The semaphore coordinates between the user and the query program. Since the button labeled ``NEXT'' plays the role of the <enter> key, its call-back function must be the one that posts to the semaphore:
;;nextCB: a GUI button whose call-back posts tosemaNEXT(define (nextCB e i) (semaphore-post semaNEXT)) ;;semaNEXT: a semaphore that coordinates between ask and NEXT (define semaNEXT (make-semaphore 0))
Naturally the semaphore is initialized to 0, which says that the
user hasn't clicked on the button yet. Similarly, wx:yield's
resetting of the semaphore to 0 readies the semaphore for the next
interaction, which is initiated by map's interaction of
ask-and-add over the entire list of students records. The complete
program, minus the GUI parts, is summarized in figure 25.
When users edit files, they occasionally make mistakes. For example, a grader may discover that the grades entered so far are those of some old homework, not the latest one. In such cases, users (may) want to stop the program and cancel the session. Fortunately, our program organization renders this action trivial.

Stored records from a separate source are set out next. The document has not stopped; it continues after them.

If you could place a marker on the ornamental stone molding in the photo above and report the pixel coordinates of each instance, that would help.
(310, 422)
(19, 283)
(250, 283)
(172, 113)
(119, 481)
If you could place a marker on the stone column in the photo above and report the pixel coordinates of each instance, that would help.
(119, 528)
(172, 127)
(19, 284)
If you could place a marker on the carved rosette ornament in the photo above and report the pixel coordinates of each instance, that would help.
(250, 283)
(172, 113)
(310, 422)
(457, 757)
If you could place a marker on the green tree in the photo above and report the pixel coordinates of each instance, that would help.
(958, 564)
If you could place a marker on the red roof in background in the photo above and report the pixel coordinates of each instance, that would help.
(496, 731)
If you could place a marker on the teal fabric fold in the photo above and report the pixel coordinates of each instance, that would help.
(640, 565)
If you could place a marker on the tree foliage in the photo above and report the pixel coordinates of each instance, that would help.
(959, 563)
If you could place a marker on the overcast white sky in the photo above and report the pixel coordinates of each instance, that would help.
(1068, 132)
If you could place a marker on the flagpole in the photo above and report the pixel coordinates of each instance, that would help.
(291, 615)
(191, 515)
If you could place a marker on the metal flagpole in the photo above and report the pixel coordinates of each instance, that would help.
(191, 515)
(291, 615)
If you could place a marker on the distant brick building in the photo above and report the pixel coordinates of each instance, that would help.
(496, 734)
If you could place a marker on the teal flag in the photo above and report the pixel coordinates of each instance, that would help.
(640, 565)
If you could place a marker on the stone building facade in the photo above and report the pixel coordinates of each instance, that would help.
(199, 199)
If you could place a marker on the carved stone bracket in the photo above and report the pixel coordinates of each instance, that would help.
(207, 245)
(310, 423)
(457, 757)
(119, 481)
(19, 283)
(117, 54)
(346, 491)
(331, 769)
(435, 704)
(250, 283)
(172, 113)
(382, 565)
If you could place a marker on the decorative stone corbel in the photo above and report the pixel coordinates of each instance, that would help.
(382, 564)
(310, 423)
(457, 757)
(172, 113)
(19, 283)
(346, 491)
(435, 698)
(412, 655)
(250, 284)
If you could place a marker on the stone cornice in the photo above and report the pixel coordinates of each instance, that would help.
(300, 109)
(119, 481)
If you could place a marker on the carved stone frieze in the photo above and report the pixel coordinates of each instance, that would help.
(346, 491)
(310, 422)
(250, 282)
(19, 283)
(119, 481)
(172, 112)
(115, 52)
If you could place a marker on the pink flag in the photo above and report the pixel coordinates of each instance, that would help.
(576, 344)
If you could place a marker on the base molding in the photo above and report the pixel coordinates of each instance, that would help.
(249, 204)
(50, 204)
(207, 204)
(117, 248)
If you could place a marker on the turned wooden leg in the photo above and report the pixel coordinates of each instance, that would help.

Both programs rely on map to iterate over the existing list of
records. For each record, ask-and-add creates a new record, which
map puts into a list. The final result of map is then
written to a file. If at any intermediate stage the user decides to abort
the update, a simple action suffices. In the case of the textual version, a
control-c suffices. Since no data is written until all new grades are
entered, all files will still be intact.
Exercise: Add a button labeled ``QUIT'' to the GUI
interface. When a user clicks on the button, the program should call
exit with -1, which will immediately abort the program
evaluation. ¤
In section 1, we saw how to turn a Scheme program into a stand-alone Unix script. For programs that use GUI elements, the process is similar but different. Instead of interpreting the program in the plain mzscheme interpreter, we need to use the mred run-time environment. Assuming the file with the Scheme program is called |gui.ss|, the script looks like this:
#!/bin/sh string=? ; exec mred -u -b -- -f $0 "$@" (load "the-gui.ss") (define DATEBASE "grades.dat") (gui-update)
Roughly speaking, we replace mzscheme by mred and use slightly
different labels. The more important difference, however, is that
processing command-line arguments is more complex in mred than in
mzscheme. Hence, we simply define DATABASE to be
"grades.dat" until we learn how to interpret the command-line.